Demonstrasi di kota Hanoi, Minggu (05/08) memprotes klaim Cina atas Laut Cina selatan |
Satu komentar meminta AS untuk "tutup mulut" menyangkut subyek itu, sedangkan yang lain mengatakan AS "layak mendapat kutukan."
Respon itu datang setelah Departemen Luar Negeri AS mengatakan mereka memantau "dari dekat" meningkatnya ketegangan di Laut Cina Selatan.
AS juga menyampaikan kekhawatiran akan langkah Cina untuk memiliterisasi pulau sengketa tersebut.
"Cina meningkatkan level administratif akan Kota Sansha dan mengirim garnisun militer baru ke area yang disengketakan berlawanan dengan upaya diplomatik kolaborasi untuk menyelesaikan perbedaan dan meningkatkan ketegangan di wilayah itu," kata juru bicara Patrick Ventrell dalam pernyataan hari Jumat.
Kota Sansha terletak di Pulau Woody di kepulauan Paracel, yang dikendalikan Cina sejak pertempuran 1974 dengan Vietnam.
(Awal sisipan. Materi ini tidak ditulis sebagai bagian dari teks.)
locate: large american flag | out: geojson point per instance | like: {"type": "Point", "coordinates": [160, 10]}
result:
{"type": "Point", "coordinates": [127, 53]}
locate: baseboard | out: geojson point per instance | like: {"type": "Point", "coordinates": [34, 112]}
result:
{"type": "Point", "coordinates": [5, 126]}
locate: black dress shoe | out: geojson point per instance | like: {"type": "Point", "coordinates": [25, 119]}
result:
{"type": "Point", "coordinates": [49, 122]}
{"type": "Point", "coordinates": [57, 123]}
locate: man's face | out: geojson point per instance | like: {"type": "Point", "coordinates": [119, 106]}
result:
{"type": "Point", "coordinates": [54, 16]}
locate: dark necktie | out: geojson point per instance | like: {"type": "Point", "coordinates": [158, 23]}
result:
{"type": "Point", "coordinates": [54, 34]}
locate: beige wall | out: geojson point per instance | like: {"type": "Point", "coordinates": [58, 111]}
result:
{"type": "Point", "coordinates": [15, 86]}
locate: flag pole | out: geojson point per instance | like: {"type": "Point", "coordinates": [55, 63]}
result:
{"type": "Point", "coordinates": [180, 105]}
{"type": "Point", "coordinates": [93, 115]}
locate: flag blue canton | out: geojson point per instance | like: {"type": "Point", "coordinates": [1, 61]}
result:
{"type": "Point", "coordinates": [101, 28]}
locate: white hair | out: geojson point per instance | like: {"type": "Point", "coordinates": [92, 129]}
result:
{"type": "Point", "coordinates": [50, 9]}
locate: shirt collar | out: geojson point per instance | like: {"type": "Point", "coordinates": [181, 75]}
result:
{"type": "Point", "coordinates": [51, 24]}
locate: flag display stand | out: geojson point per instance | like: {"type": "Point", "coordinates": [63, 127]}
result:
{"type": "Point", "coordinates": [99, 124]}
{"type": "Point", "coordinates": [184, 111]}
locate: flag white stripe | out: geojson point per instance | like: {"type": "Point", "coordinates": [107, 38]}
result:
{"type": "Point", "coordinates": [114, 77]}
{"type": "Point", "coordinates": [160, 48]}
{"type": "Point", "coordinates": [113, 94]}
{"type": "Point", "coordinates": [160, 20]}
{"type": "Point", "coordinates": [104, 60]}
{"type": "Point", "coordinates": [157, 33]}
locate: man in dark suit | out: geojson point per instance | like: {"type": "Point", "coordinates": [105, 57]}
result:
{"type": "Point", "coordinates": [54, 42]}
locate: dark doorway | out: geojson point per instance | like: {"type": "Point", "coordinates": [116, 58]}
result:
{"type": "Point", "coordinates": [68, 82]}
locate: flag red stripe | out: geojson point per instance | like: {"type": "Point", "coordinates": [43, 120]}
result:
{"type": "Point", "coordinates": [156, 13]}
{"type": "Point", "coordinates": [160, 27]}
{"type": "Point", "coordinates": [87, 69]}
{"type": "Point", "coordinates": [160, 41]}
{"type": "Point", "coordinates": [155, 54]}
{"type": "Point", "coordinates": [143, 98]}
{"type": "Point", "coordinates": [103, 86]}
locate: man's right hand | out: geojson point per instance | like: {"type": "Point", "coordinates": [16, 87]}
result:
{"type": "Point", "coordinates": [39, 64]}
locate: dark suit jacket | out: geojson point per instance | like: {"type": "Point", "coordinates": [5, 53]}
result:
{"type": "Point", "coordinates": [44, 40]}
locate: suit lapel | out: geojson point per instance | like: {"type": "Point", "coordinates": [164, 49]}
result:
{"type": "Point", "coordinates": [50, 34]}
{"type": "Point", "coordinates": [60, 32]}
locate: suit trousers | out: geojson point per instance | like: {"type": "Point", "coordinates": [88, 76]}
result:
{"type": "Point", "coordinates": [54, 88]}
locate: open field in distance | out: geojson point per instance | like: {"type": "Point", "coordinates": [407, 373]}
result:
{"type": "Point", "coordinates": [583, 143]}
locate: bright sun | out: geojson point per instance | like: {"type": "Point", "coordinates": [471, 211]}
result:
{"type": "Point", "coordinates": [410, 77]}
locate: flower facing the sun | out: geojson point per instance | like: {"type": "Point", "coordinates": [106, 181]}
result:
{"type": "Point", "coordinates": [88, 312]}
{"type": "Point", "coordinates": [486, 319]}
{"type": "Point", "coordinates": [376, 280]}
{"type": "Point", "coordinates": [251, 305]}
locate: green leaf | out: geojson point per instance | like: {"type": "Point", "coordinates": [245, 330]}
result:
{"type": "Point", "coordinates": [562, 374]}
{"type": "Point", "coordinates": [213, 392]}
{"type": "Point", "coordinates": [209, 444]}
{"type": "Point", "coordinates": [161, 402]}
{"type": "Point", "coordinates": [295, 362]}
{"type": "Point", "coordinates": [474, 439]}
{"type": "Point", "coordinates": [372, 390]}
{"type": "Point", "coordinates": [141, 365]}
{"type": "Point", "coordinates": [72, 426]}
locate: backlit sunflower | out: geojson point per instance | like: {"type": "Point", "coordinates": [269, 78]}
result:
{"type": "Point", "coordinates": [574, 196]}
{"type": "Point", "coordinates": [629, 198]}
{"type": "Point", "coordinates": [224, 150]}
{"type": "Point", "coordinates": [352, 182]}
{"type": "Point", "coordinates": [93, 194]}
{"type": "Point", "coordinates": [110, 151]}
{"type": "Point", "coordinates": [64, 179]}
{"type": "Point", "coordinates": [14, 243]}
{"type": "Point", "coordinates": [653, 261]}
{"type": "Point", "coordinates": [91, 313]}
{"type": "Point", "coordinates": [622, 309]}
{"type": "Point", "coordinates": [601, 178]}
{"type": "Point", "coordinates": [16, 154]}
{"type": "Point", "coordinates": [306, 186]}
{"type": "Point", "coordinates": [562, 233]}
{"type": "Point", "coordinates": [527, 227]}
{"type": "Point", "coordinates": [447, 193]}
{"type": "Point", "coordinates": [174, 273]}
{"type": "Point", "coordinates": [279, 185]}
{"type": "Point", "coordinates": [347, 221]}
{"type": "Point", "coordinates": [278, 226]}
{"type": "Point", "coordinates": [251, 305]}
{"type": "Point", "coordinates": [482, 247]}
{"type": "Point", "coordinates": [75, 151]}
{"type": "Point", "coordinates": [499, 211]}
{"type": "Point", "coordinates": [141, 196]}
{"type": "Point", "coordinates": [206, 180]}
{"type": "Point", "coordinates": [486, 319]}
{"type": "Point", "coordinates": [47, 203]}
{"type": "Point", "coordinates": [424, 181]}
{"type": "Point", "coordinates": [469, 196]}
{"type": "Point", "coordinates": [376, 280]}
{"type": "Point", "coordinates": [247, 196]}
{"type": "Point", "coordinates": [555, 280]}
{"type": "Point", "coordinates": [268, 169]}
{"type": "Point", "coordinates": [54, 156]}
Taiwan juga mengklaim kepulauan itu, yang populasinya hanya ribuan orang dan sebagian besar adalah nelayan.
Juni lalu, kota itu dinyatakan sebagai basis administratif Cina untuk seluruh wilayah Laut Cina Selatan, termasuk teritori Kepulauan Spratly dan Scarborough Shoal.
'Penghasutan'
Beijing memanggil wakil duta besar AS Robert Wang hari Sabtu lalu untuk menyatakan "ketidakpuasan besar" terhadap pernyataan AS.Dan hari ini sebuah komentar di edisi luar negeri People's Daily, media yang menjadi corong Partai Komunis, membawa nada yang sangat tajam pada AS.
"Pernyataan AS membingungkan semua pihak, membuat publik salah paham, mengirim sinyal yang salah dan harus dikritik," kata komentar tersebut. "Kita dapat berteriak bersama-sama kepada AS: Tutup mulut."
China Daily, dalam editorialnya juga menuduh AS sebagai "pembuat keributan."
"Jika Gedung Putih tertarik untuk memperbaiki perdamaian di Laut Cina Selatan, mereka harus meminta para pembuat keributan agar tidak berulah. Kebenarannya adalah, AS telah menghasut negara-negara lain yang terlibat konflik dan mempersenjatai mereka, pada saat yang sama menyalahkan Cina karena langkah-langkah defensif."
Cina mengklaim wilayah Laut Cina Selatan tersebut, sekaligus area yang diklaim oleh Filipina, Vietnam, Taiwan, Brunei dan Malaysia.
Konflik kepemilikan itu dipicu dugaan adanya cadangan minyak dan gas dalam jumlah besar di wilayah tersebut.
Tahun lalu hubungan antara Beijing dan Manila serta Hanoi rusak akibat konflik Laut Cina Selatan.
Bulan lalu, Asosiasi Negara-Negara Asia Tenggara (Asean) untuk pertama kalinya gagal melahirkan pernyataan bersama terkait masalah itu.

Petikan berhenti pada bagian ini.